Saturday, January 26, 2008

January 27, 2008

I have now gone to karaoke twice in two days. Yesterday was the IES Welcome Lunch, which apparently had an open bar and so most of my friends were drunk before 2 pm. So of course, we spent the early afternoon in a small box yelling at a screen at the top of our lungs. If Blogger image uploading were working for me, I would show you some of what that looked like. It was above an arcade, which in Japan are unbelievable. They're not as weird as the pachinko parlors, I think, but they're still extremely overwhelming.




After that we walked around Sakae in the cold, traversed the covered streets in Osu and had a failed meeting with the rest of our group because they were mostly trashed, so the three of us who weren't drunk or taking care of drunk people went for a long, leisurely dinner.



Also I saw my cute kitten again so I'm happy.




The terebi is talking about "West Side Monogatari", which I find very amusing.

Reiko is out taking her English exam, and, like a good Japanese mother, Kaori is also staying there with her. One of the things we were discussing last night at dinner was the way our host mothers treat our homework and studying, and why it makes us uncomfortable. Kate was saying that she has a lot of trouble because she can't sit at her desk in her room because of her leg injury, but if she does homework at the table in the main room, her host mother takes it as her personal job to make sure she corrects everything that Kate does. The reasoning behind this is probably that they want us to be able to do the best that we can, and don't want to feel that we have failed because of something that they could have given us. But the strange thing to me is that although ganbaru - doing your best - is so important, there's very little "teaching", and more telling. I find the same thing with my host mother. I had a list of kanji I needed to know for various small tests, and my host mother went over it with the dictionary, looking up every single word and showing it to me in English. I tried to explain to her that if she just gave me the reading, I could look it up myself.
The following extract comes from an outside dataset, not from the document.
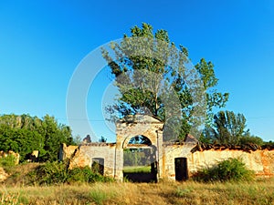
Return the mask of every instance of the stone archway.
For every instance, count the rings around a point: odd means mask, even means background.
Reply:
[[[138,135],[125,142],[123,178],[132,182],[157,182],[157,148],[145,136]]]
It makes things a little difficult. I had to do an online listening practice while this computer was still at Apple, but I didn't want to ask to use Kaori's computer because I thought that would be an imposition. Instead, I decided to go to school early to do it on the school computers before the 9am deadline. But instead of telling my host mother the reason why I had to get to school early, I told her that I had to practice with friends for a speaking test, because I knew that if I told her I was going to use the internet she would have offered hers. There's a funny, weird dynamic there. Kate understood completely when I told her last night. That's kind of just what we have to do.